I’ve talked before about the fact that books & stories are not necessarily about what they’re about. As a writer, I love that fact; I love using subtext and themes to communicate my own thoughts and feelings in the work.

I have, in past posts, described what Wrath & Tears is really about, talked about that one key image that really defines the book for me: one broken kid holding the body of another, far more broken kid. But what is the key image for Silence?

Given that the current story is only about a third of the way finished, that’s harder to say than you might expect. But…I write the end first. And the end, in the way I write, is that key image. The end is the thought, and the emotion, I want to linger in the reader’s mind as they walk away.

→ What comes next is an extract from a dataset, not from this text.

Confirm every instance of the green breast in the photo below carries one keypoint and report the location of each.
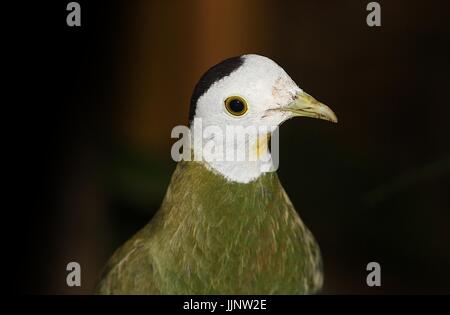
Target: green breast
(212, 236)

So what is that image? Where Wrath touched on suicide, and my own memories and experiences thereof, Silence is about the search for meaning – for faith, if you will – and the realization (Wish? Hope?) that there really is more to life than this.

If, in my own life, that is a question very real and hard to answer, just how much worse is it for a street kid who has never had a chance in the world? For years, Connor’s world – his meaning – came down to just one thing: Oz. The two needed each other not just to survive, but to truly live. But Connor grew and changed where Oz could not, and a big part of his problems in the first story came from his unspoken, unrecognized need to search for more.

Recognizing that need is hard, even for an adult. For a 17-18 year old kid? Yeah, right: self-reflection and self-awareness aren’t exactly part of the standard equipment. I will reiterate something a very smart lady named Janet Reid once noted: “a 17-year-old boy is just a walking erection with an iPhone.”

And, no, that is not the main/final image for the current story!

So, we have this issue where Wrath is unabashedly and unashamedly sad, but Silence is intended to (re)introduce that one concept so glaringly absent from the first story: hope.

That theme and image, then, comes down to one thing for me, to something Connor  would never have considered a year ago. It comes down to the realization that, regardless of how broken and screwed up both he and the world are, he has to believe. Believe not just in himself, but also in something bigger…the realization that he has stand for something. It comes down to that same kid – broken and hurting still – reaching out for help to the one person he fears above all others.

As a final note: the theme of the third book is already decided, as well. Hell, the third book was decided the moment I wrote the final scene for Silence.

The key is in fact hinted at throughout all of Wrath & Tears, actually: alone is worse.

It’s time to really tackle that concept, and to touch on in a new light Connor’s struggles from the first two stories.

It is time, when you get right down to it, to tackle the concept of family…and everything contained within that incredibly loaded word. It is time, especially, to address the reality that Connor learned so early, and so painfully: some families you’re born into, and some you choose.